Hyung-Gyu Lim, AOS program in Princeton Univ / NOAA-GFDL, Princeton, NJ, United States, Jong-Seong Kug, Pohang University of Science and Engineering, Pohang, South Korea, Charles A Stock, NOAA/GFDL, Princeton, NJ, United States and John P Dunne, NOAA Geophys Fluid Dynamic, Princeton, United States
Abstract:
Under greenhouse warming, surface warming, sea ice melting, and related positive ice-albedo feedback in the Arctic climate reduce oceanic mixing. The nitrate supply, major limiting factors among nutrients in Arctic Ocean, could be exhausted by enhanced stratification in upper ocean, which processes influence the marine phytoplankton responses against Arctic warming. In this study, we investigate the available dataset of sea ice, nitrate, and chlorophyll concentrations among CMIP5 ESMs of historical runs and RCPs scenarios. As discussed in Cabre et al. (2015), the annual mean Arctic chlorophyll concentration of CMIP5 ESMs simulated to be decreased under Arctic warming. Although sea ice and nitrate concentrations were exhausted among all calendar month, we found that future chlorophyll changes show the increased patterns of spring chlorophyll and decreased patterns of summer chlorophyll.
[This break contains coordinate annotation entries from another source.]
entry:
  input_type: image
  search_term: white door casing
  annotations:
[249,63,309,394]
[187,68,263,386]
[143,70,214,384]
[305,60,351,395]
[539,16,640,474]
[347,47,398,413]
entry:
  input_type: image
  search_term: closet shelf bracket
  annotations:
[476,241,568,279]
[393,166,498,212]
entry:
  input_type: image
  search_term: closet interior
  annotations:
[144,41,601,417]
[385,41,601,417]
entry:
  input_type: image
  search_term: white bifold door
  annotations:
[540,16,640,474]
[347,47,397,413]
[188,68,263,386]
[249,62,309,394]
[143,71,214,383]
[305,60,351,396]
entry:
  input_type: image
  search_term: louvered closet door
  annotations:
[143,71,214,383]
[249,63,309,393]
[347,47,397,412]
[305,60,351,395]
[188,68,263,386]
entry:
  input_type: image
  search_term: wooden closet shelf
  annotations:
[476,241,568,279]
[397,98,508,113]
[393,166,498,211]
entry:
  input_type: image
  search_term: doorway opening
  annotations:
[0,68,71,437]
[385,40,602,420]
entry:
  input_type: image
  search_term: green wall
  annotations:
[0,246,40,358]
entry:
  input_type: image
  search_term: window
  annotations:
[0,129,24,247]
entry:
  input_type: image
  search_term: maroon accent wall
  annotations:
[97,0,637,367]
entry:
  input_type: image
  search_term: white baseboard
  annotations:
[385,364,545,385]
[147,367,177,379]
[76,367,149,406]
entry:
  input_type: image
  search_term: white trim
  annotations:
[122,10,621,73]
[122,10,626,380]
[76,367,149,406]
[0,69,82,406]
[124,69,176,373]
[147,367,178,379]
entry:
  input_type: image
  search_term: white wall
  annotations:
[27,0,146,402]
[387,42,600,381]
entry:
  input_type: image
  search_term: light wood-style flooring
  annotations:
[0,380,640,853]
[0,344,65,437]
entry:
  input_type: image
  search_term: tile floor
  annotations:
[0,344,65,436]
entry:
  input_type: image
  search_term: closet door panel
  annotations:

This implies that the chlorophyll concentration responses have a strong seasonal dependency due to different co-limiting condition of light and nutrient. In addition, these patterns of chlorophyll with seasonal dependency were intensified by increased human-influence from RCP 2.6 to RCP 8.5 scenarios. However, chlorophyll responses among CMIP5 ESMs had intermodel diversity as discussed in Cabre et al. (2015), which could be based on different initial condition of nitrate concentration (Vancoppenolle et al. 2013). We investigated that the diversity of initial nitrate can control the timing of oligotrophic onset in May, that enhances the diversity of annual mean chlorophyll responses, (r=0.7 for nitrate initial condition and future chlorophyll responses in RCP8.5). The group of faster transition in May from light limitation to oligotrophic condition (GISS and IPSL) tends to underestimate the surface nitrate concentration compared to World Ocean Atlas climatology. GISS model simulate to be decreased in all calendar month due to poor nitrate basic conditions. Excepting for GISS models, CMIP5 ESMs have been consensus: increased chlorophyll in March and April; decreased chlorophyll in July and August. The phenology of phytoplankton would experience the shift of limiting condition from light to nitrate among May to July, which determine the changes of phytoplankton phenology in future Arctic Ocean.